Herne. Der Ärger um die Testpflicht für Schüler wächst. Die Schulpflegschaft der Herner Südschule fährt schweres Geschütz gegen Ministerin Gebauer auf.
Bereits vor der Osterferien hatte es von Eltern und Lehrern viel Kritik an der Testpraxis in den Schulen gegeben. Nun hat die Schulpflegschaft der Grundschule Südschule schweres Geschütz gegen NRW-Schulministerin Yvonne Gebauer (FDP) aufgefahren.

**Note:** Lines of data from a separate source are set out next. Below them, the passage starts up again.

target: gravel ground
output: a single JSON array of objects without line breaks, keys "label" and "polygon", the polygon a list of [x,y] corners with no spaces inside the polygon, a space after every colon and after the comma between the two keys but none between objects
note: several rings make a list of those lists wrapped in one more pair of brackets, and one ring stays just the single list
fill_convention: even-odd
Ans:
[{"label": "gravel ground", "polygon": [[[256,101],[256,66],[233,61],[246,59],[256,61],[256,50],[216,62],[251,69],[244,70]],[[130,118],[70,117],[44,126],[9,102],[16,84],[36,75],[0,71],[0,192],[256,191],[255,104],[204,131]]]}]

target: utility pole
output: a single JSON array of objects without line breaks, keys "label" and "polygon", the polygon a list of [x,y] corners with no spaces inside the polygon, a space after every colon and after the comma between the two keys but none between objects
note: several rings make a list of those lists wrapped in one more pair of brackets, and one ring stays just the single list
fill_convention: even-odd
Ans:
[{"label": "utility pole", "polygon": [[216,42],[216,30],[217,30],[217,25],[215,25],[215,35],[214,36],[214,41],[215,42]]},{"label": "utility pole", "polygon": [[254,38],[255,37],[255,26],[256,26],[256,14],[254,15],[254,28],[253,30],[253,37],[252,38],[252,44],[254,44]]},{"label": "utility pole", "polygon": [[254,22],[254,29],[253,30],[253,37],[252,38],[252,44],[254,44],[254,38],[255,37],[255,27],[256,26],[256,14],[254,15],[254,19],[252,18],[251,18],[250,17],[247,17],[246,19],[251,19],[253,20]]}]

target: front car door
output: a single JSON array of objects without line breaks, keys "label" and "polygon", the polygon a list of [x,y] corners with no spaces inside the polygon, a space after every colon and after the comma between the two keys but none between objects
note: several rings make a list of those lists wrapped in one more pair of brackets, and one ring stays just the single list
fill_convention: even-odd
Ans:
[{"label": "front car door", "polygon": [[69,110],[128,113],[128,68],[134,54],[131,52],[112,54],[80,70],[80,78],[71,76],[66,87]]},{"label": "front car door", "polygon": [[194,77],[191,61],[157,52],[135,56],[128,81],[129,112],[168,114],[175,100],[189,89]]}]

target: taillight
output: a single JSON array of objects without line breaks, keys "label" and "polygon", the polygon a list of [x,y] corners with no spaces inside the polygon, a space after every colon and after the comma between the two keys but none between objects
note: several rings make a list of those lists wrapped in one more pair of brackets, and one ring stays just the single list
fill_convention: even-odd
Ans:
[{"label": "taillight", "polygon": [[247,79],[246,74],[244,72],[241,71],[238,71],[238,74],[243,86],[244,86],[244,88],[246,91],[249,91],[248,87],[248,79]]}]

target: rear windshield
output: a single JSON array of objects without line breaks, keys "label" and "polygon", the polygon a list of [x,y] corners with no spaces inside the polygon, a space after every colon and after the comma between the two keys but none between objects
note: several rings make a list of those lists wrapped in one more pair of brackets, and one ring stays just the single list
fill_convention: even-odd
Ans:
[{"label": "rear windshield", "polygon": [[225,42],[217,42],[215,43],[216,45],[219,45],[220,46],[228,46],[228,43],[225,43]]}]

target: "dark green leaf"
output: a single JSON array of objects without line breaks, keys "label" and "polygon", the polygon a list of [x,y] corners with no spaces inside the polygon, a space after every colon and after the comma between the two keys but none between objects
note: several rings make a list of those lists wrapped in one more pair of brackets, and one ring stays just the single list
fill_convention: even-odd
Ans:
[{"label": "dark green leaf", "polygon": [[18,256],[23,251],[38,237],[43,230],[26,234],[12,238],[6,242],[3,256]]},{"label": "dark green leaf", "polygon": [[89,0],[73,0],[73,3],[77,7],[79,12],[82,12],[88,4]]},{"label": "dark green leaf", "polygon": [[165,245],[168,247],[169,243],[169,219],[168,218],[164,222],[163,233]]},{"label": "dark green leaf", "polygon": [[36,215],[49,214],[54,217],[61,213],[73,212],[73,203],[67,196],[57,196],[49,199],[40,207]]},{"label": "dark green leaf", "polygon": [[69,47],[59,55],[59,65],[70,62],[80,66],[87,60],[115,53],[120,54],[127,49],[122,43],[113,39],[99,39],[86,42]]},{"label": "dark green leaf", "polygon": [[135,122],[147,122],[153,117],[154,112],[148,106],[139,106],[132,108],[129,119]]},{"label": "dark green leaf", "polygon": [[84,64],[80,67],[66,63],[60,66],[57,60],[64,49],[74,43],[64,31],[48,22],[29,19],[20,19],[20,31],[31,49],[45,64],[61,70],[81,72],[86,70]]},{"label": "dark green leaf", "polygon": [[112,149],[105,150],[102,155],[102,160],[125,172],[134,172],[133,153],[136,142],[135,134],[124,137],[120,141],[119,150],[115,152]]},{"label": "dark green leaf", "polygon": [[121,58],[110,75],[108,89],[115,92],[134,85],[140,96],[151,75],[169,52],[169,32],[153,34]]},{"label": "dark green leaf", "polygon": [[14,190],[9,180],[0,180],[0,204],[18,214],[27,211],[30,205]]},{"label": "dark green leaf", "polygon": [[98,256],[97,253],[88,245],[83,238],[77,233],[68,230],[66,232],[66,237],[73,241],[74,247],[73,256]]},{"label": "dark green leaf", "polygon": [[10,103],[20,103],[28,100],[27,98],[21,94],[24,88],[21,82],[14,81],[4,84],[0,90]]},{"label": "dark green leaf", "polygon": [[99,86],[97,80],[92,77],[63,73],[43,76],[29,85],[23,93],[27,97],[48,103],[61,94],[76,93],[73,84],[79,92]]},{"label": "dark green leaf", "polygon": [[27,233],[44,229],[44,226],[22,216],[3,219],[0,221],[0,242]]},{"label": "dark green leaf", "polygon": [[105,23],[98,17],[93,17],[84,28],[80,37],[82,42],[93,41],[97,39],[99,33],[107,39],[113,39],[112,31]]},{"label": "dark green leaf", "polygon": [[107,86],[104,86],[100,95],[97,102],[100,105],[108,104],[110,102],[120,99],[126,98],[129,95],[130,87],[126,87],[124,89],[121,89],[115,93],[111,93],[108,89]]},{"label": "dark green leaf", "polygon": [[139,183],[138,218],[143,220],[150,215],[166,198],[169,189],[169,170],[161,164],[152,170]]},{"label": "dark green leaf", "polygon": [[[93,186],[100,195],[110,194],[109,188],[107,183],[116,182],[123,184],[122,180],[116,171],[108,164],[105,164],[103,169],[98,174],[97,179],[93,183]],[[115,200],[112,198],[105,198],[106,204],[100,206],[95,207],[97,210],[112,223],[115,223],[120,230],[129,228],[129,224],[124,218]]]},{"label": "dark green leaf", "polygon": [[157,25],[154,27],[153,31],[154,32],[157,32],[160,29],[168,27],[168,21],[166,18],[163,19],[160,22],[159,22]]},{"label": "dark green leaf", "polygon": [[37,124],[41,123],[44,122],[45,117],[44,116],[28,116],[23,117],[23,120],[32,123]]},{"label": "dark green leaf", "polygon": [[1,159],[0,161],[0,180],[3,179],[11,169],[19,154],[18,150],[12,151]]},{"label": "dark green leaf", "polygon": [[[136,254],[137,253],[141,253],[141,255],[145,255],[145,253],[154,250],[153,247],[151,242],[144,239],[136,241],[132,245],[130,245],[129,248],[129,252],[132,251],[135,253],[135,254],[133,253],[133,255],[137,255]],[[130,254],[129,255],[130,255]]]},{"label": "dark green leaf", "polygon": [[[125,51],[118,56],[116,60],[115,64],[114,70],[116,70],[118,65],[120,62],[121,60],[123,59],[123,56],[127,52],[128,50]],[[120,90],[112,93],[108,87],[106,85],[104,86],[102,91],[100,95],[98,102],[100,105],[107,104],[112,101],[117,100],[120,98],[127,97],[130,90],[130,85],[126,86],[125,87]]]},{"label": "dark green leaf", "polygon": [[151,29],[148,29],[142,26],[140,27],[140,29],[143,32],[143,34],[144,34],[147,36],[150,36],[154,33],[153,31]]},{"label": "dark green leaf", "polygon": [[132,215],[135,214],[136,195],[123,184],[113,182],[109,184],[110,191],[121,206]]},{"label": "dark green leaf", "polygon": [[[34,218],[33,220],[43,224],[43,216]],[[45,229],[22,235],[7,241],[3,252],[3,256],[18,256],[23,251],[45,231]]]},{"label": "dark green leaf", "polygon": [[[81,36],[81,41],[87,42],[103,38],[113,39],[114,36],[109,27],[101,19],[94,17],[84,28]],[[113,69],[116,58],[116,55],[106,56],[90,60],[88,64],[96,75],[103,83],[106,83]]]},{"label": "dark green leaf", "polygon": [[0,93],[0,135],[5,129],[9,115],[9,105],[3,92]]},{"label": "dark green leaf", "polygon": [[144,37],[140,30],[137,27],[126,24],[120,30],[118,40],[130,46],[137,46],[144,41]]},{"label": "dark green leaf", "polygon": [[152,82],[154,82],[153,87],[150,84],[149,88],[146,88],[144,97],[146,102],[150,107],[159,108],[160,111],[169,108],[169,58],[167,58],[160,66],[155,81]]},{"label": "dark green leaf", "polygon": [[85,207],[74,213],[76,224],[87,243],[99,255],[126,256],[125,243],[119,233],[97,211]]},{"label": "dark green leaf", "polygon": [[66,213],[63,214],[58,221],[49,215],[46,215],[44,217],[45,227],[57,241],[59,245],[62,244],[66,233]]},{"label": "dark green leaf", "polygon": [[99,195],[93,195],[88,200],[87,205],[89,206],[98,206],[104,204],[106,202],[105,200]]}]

Die Schulpflegschaft habe bei der Staatsanwaltschaft in Düsseldorf Strafantrag gegen die Ministerin und gegen ihren Staatssekretär Mathias Richter gestellt. Der Antrag richtet sich unter anderem gegen die Tatsache, dass die Testpflicht mit einer sogenannten Schulmail angeordnet worden war, bevor es einen Beschluss der Landesregierung oder eine Verordnung dazu gab. Das sagte der Vorsitzende der Schulpflegschaftsvorsitzende Holger Kück im Gespräch mit der Herner WAZ-Redaktion. Die Staatsanwaltschaft soll prüfen, ob die Ministerin wegen der Testpflicht belangt werden können - oder auch nicht. Kück: „Dann haben wir eine juristische Klarheit.“
Pflegschaft: Ministerium gefährdet körperliche und psychische Gesundheit der Kinder
Worum es der Schulpflegschaft geht, steht in einem Brief, den sie vor einigen Tagen ans Schulministerium geschickt hat: In dem Brief bezieht sich die Schulpflegschaft auf die Schulmail vom 8. April, in der es unter anderem heißt: „Der Besuch der Schule wird damit an die Voraussetzung geknüpft, an wöchentlich zwei Coronaselbsttests teilgenommen zu haben und ein negatives Testergebnis vorweisen zu können. Die Pflicht zur Durchführung der Selbsttests wird für die Schülerinnen und Schüler in der Schule erfüllt. Alternativ ist möglich, die negative Testung durch eine Teststelle nachzuweisen (Bürgertest), die höchstens 48 Stunden zurückliegt. Schülerinnen und Schüler, die der Testpflicht nicht nachkommen, können nicht am Präsenzunterricht teilnehmen.“
Damit, so schreibt die Schulpflegschaft unter anderem in dem Brief, gefährde das Ministerium „die körperliche und psychische Gesundheit unserer Kinder“. Sechs- bis zehnjährige Kinder könnten Tests nicht eigenverantwortlich vornehmen, Körperschäden durch falsch ausgeführte Tests seien nicht auszuschließen. Das engagierte Lehrpersonal sei ebenfalls nicht befähigt, die Tests durchzuführen, auch seien Haftungsfolgen im Falle eines Schadens ungeklärt.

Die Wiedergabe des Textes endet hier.